After the chaos of Chapter 2, Kaifeng begins to breathe again. You wander the southwest food street seeking a quiet meal, only to stumble into a story that cuts deeper than any conspiracy. A man named Zhang Ankang clings to a shop everyone tells him to sell, because it was his mother's, and he has a promise to keep.
Fifteen years earlier, when the Khitan swept south and Kaifeng burned, Ankang's mother had planned a farewell banquet for the neighborhood. The feast never happened. The invasion interrupted it, and families were torn apart in a single night. Many died. Many simply vanished.
Now, someone has returned Ankang's mother's belongings, including her recipe for locust leaf noodles. He decides to finish what she started: a banquet to welcome home everyone who was lost. [spoiler]His wife Liu Xian fights the idea. They are poor. They have children. She cannot understand why he would risk everything for ghosts. But Ankang insists, because the recipe is all he has left of the woman who gave up everything for him.
The quest threads together several smaller stories. There is Zheng Ran, a blind girl who believes in a golden leaf from an immortal tree that will grant wishes. Her father went to buy her birthday pastries and never returned. There is Zhou Ergou, a pickpocket who steals storybooks so he can read bedtime tales to his little sister. There is a young man who carries a porridge recipe he believes can cure any illness, only to discover his mother invented the story so he would eat his medicine.
The golden leaf turns out to be no magical artifact. During the Khitan occupation, ordinary citizens crafted golden leaves from grass and used them to impersonate a legendary swordsman, fighting back against the invaders. The leaf was never about power. It was about everyday courage.

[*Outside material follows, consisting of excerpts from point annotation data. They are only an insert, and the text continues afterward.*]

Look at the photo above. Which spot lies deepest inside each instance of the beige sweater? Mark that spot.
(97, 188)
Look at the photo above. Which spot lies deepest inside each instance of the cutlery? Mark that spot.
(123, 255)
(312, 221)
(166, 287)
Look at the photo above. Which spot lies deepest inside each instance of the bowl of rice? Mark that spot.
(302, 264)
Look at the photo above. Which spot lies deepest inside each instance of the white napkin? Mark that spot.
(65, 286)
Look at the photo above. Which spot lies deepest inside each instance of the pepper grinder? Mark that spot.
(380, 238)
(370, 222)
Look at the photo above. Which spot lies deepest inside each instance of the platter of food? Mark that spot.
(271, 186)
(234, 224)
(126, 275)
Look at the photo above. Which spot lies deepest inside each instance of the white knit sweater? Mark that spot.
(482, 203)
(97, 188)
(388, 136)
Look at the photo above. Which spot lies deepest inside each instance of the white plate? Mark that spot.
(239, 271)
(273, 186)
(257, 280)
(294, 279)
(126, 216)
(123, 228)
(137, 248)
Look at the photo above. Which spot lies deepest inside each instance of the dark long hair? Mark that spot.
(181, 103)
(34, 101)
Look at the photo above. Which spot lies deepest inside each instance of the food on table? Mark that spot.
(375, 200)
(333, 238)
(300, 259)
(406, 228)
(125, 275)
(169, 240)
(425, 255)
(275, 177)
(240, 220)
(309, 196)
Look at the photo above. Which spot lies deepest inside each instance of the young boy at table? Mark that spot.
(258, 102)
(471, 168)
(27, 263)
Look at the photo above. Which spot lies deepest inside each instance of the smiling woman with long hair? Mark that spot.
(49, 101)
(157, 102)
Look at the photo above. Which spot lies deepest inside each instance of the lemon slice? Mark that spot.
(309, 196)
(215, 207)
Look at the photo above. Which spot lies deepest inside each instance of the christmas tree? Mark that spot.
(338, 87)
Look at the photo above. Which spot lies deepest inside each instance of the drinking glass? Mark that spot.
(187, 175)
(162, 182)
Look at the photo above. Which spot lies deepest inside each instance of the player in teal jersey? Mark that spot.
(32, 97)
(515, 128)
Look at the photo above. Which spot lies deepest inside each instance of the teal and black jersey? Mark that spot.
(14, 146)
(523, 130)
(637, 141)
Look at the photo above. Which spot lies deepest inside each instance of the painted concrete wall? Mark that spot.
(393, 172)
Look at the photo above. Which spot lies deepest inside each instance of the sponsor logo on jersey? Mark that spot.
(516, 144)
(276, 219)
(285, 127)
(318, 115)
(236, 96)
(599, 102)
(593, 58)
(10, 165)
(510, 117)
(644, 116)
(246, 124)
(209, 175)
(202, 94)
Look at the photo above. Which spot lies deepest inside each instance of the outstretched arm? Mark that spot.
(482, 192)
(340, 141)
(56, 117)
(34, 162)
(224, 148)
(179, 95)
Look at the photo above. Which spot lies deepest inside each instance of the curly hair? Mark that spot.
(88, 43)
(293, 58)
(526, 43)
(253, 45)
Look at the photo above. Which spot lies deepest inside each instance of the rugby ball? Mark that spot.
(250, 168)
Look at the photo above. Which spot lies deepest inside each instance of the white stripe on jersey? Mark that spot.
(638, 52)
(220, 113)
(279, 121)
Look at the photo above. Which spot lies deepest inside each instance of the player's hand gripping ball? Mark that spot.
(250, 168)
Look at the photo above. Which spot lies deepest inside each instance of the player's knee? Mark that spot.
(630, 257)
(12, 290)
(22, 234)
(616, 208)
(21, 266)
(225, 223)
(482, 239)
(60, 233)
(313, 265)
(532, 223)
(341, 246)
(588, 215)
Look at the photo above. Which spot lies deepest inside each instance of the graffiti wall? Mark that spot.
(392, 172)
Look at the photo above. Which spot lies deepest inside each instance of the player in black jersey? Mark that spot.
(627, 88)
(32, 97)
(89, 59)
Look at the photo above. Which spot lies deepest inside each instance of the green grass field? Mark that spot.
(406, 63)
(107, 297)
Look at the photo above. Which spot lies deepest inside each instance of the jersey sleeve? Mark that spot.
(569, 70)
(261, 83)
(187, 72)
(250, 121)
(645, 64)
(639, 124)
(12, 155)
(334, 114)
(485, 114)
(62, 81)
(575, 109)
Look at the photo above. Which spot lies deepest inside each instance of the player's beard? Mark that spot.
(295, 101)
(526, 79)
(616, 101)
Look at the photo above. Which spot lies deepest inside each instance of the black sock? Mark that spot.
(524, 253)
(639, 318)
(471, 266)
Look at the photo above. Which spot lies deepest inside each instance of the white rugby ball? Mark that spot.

When Ankang finally tastes the noodles his wife prepared, he freezes. The flavor is exactly right. Liu Xian reveals her secret: she cooled them in well water because he and their son were late coming home. That was how his mother always made them. The noodles tasted the way they did not because of a chef's timing, but because a mother was waiting for her child to return.[/spoiler]
The banquet finally happens at Tian Ying Dock. Families bring homemade dishes. They remember those who sacrificed themselves so Kaifeng could stand. Zheng Ran's father returns home, saved by a doctor who was himself saved by someone you once helped. In Kaifeng, no act of kindness is wasted. It simply takes fifteen years to come full circle.